5.      Do you have any advice for someone that may want to follow in your footsteps and work in the space industry?

Shortly after I started international regulatory work, I worked at a company to assist it in obtaining a global satellite spectrum and a favorable regulatory environment for its planned satellite constellation. Two weeks into the job, I was sent to the ITU’s World Radiocommunication Conference (WRC) to help its international WRC team obtain 1000 + 1000 MHz of spectrum.  At the time, not only was this likely the biggest WRC “ask” in the history of WRCs, but this was an unknown company that came on the scene late and with no ITU studies to support its ask. Essentially the team had to convince the world to vote “yes.”

 

 

I had zero training and little guidance on how to accomplish this task.
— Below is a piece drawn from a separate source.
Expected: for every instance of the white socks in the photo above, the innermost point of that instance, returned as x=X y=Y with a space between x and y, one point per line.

I certainly did not know all the politics and gamesmanship involved, nor did I realize that regular ITU participants spend years building relationships they rely on to achieve objectives. I was so green that I did not even know where meeting rooms in the Geneva conference center were as all references were in French and in acronyms I did not understand. I fell into the deep end of the pool with two choices: sink or swim. Within the four weeks of the WRC, I swam. Quickly.

My advice to anyone who wants to follow in my footsteps or approach any career that seems daunting is not to be afraid to be thrown into the deep end. Learn everything you can through your research or by asking and learning from those more experienced.

If you have a passion for what you do, keep paddling and fighting, and the road will show the way.